[Video] Ethereum : Freenet ou Skynet ? La loi et l'autorité


  • Etherian

    Je vous traduit la présentation, bien évidemment vous savez déjà ce qu’est la blockchain.

    Ethereum est une application et un système de validation de contrats basé sur un livre de comptes public décentralisé appelé blockchain, fonctionnant de manière similaire à celui proposé par S. Nakamoto pour Bitcoin.
    Ethereum offre un processeur de scripts turing complet qui peut être utilisé pour chiffrer des transactions évoluées directement dans la blockchain. En clair, cela permet de déployer des smart-contracts autonomes, du type comptes partagés, bourses d’échanges, ou fonds d’investissements, mais aussi des organisations autonomes décentralisées (DAO), qui subsistent et fonctionnent de manière indépendante, sans autorité morale ou légale.
    Ces entités algorithmiques sont autonomes et autosuffisantes : elles facturent les utilisateurs des services qu’ils fournissent afin de payer les autres pour les ressources dont ils ont besoin (par exemple, la bande passante, CPU). Ainsi, une fois créées et déployées sur la blockchain, elles ne nécessitent plus ni ne tiennent plus compte de leurs créateurs.
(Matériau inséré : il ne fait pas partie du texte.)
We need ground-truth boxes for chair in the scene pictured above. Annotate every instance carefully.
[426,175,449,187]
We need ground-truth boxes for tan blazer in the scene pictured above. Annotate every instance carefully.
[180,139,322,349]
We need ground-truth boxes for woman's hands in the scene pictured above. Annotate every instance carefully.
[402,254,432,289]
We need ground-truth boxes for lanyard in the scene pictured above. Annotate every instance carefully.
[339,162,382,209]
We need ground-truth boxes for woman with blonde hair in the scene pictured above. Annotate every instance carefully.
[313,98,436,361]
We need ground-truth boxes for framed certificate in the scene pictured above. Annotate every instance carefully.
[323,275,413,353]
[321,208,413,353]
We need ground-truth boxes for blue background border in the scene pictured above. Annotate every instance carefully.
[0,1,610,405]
    Mais si les DAO sont opérées de manière indépendante - ni détenues ni contrôlées par aucune entité - qui est responsable ou financièrement responsable de ses oeuvres ? Et si ses ressources ne peuvent être saisies (puisque les DAO ont toute la souveraineté sur elles mêmes), comment peuvent elles être forcées à payer les dommages qu’elles pourraient entrainer ? Cette conférence analyse l’interaction entre les DAOs et la loi, avec une ouverture aux dangers et aux opportunités d’Ethereum : est-ce que cette plateforme peut promouvoir l’établissement d’une société totalement décentralisée, ou est-ce que son potentiel disruptif peut être absorbé par le système établi ?

    Primavera De Filippi est une chercheuse post-doctorat au CERSA / CNRS / Université Paris II (Panthéon-Assas). À la date de la vidéo, elle est chargée de recherche au Berkman Center for Internet & Society à la Harvard Law School, où elle analyse les défis soulevés par les architectures distribuées et les applications multimédia dans le contexte du cloud computing et les réseaux peer-to-peer.